Last week’s final steps to enact a law regarding the state’s processing of sexual assault kits was the right move for Wisconsin in both the legal and moral senses of the word. It is partial fulfillment of one of humanity’s oldest legal aphorisms: Justice, justice shall you pursue.
There was never any real disagreement over the need for such a bill. It had broad support from both parties in Madison, as well as advocates and the agencies that assist victims of sexual violence. The breakdown was, predictably, political bickering. It stretched what should have been a quick process into a multi-year slog.
Sexual assault kits are essential for the successful apprehension of predators and the prosecution of those who would prey on others. By passing the law, Wisconsin has enacted formal policies for the processing and retention of the kits. The latter is more important than it may seem.
While DNA evidence has been commonplace in courtrooms for several decades, the scientific advances in that time now allow accurate testing of much smaller samples than they once required. Investigators who may have been hamstrung at one point can reopen and pursue cases successfully because of those advances. The result is justice for victims and a safer society for us all.
Far too many states have seen those bits of evidence languish, untested and occasionally forgotten. The delays mean missed opportunities, fading memories and a lesser chance of success when a case is eventually brought to trial. Wisconsin was not innocent of such lapses. The state found more than 6,000 untested kits about six years ago, including kits that had sat on shelves for a decade or more. Work in testing the kits wrapped up in 2019.
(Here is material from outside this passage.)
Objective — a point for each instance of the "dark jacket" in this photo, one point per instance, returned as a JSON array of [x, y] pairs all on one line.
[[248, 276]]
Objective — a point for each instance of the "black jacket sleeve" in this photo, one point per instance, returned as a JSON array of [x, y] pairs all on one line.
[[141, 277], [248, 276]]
Wisconsin should not find itself in such a scandalous situation again. This legislation sets clear requirements for how law enforcement and crime labs must handle the kits. It’s straightforward and easy to understand. There aren’t any more excuses.
That was the point made by state Sen. Robert Cowles, a Republican. Cowles said the legislation was crafted to “systematically prevent a testing backlog of sexual assault kits from ever happening again.”
Attorney General Josh Kaul hailed the legislation’s enactment, saying in a statement that “Wisconsin will be safer” with the new law. And that potential extends beyond individual cases.
One of the most powerful tools a prosecutor has is the ability to establish a pattern of behavior on the part of a defendant. When jurors hear that a person accused of a crime has previously been accused of a similar offense, or convicted of one, it carries significant weight. Human nature encourages us to assume that someone who acts one way at one time will do so again later.
Sexual assault kits can help establish such patterns. While DNA evidence is not foolproof — not is it as absolute as one might think from police procedurals on television — it is strong evidence. It is something jurors often expect to be presented. Ensuring prosecutors have that tool is important.
It’s not just prosecutors who may benefit from the state making a concerted effort to ensure the kits are tested. The evidence generated from the kits can be exculpatory as well. While people often think of DNA evidence as pointing toward a suspect, it can also rule people who are erroneously accused out of the case. Our system of justice relies heavily on credibly convicting those who violate the law. It is in society’s best interests to ensure those who have not committed a crime are not behind bars, to say nothing of the wrongly-accused defendant’s interests.
It wouldn’t be accurate to say this law will solve all of the challenges faced when it comes to finding justice in sexual violence cases. There are far more factors involved than a single kit. But this removes what had been an unnecessary stumbling block for the courts. It will lead to justice in cases that would not otherwise have had such an outcome.
Should it have taken this long? No. And that failing by the Legislature should be noted. That fact does not erase the fact this long-delayed step has finally been taken, though. In a time when any significant accomplishment by the state’s political leaders is rare enough, we’ll take this as a reminder that legislators can, and should rededicate themselves to bettering Wisconsin.